Our nation was founded by immigrants who escaped to the promise of a better life and a less restrictive government. America is based on the ideals equality, separation of church and state and sovereignty by the people.

We have struggled to provide these basic principles to all of our citizens, and for the past eight years, we were on the path to a more equal and accepting society.

However, President Trump’s executive order has temporarily banned entry from seven Muslim-majority countries for 120 days, restricted entry of dual-nationals from those countries and prioritized refugee claims on the basis of religious persecution.

Trump’s order tightened an already-strict immigration policy—which seems ironic and puzzling considering the national birthrights of his mother and wife. However, we must remember Trump has given little thought to women in general.

The U.S. refugee admissions process includes one of the strictest vetting procedures in the world.

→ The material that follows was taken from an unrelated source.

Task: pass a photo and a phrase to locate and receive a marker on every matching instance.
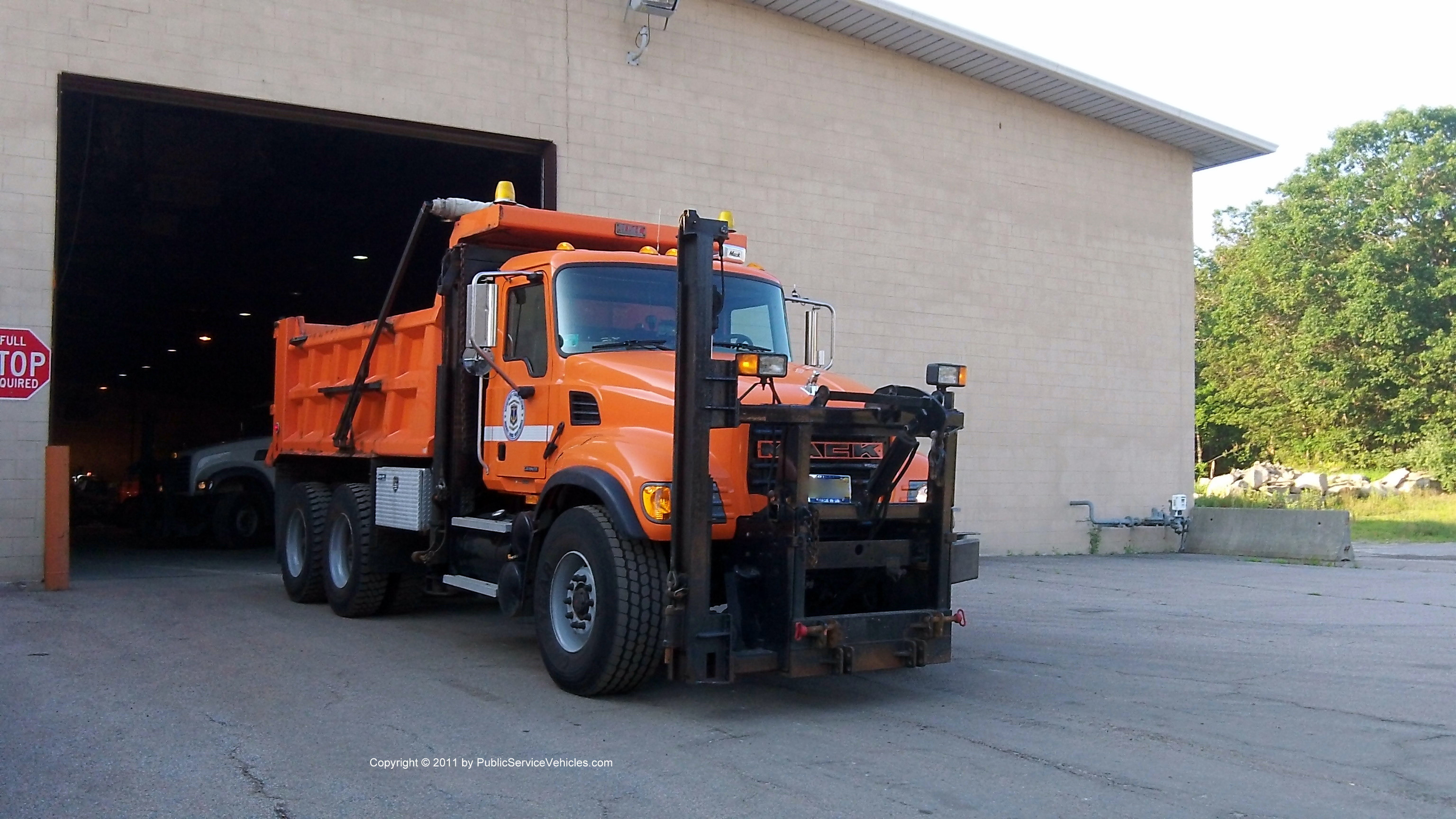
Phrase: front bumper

It can take around 18 to 24 months of background checks and interviews before someone is granted admission to our beloved nation of the free.

Iran, Iraq, Libya, Somalia, Sudan, Syria and Yemen, the seven countries currently under ban, are arguably the countries we should accept refugees from because of our involvement in their affairs—especially those in the Middle East.

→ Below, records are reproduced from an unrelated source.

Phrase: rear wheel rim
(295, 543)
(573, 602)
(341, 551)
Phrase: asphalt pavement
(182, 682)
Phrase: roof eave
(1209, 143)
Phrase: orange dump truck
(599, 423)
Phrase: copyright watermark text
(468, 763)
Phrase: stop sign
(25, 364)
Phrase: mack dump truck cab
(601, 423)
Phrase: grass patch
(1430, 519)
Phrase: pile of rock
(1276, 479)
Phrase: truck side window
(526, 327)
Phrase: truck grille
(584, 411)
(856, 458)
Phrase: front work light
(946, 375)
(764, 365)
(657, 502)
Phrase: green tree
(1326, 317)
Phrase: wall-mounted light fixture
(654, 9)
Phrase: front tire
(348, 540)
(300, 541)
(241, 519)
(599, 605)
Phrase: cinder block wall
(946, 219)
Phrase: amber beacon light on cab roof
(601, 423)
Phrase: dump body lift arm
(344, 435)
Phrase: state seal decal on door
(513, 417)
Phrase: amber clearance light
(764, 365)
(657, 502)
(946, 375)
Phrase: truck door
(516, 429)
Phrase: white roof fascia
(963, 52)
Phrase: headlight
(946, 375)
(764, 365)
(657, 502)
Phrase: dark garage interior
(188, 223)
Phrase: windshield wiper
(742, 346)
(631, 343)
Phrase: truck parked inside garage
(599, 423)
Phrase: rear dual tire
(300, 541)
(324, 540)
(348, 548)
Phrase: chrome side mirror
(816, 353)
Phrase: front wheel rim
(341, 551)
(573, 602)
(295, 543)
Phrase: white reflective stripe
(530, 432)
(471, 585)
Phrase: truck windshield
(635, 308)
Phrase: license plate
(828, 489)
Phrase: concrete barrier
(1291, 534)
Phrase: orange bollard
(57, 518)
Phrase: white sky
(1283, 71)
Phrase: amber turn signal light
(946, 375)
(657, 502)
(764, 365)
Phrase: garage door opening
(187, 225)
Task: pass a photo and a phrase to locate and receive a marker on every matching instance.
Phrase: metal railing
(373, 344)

The prioritization of Christian refugees over Muslim immigrants shows our lack of ability to separate church from state and discard Islamophobic tendencies.

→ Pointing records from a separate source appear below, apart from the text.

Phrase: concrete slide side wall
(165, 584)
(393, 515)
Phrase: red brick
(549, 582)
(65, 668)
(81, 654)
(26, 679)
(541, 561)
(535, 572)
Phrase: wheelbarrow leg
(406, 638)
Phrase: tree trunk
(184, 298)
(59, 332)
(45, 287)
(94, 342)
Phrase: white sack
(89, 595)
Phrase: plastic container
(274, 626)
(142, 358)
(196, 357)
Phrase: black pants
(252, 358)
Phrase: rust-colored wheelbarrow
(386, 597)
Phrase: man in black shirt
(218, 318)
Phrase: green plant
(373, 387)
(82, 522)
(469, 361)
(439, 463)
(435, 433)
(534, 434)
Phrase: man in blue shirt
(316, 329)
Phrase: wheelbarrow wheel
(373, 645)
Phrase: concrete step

Trump’s ban also affects people with visas that leave the country, and these folks may not get to come back. During the first 36 hours of the policy’s initiation, it was unclear whether or not dual-nationals from those seven countries would even be allowed back into the country they have made their home.

Immigration can be boiled down to people trying to find a place to call home at the simplest level. For a variety of reasons and circumstances, some people leave a place they have known most of their lives to find a better home.

For students, scholars and faculty who are affected by the ban and call Texas State their home away from home, we at The University Star would like to let you know we stand with and support you.

There is no place like home, and we hope Texas State can remain a place where students feel the love and support a home can provide.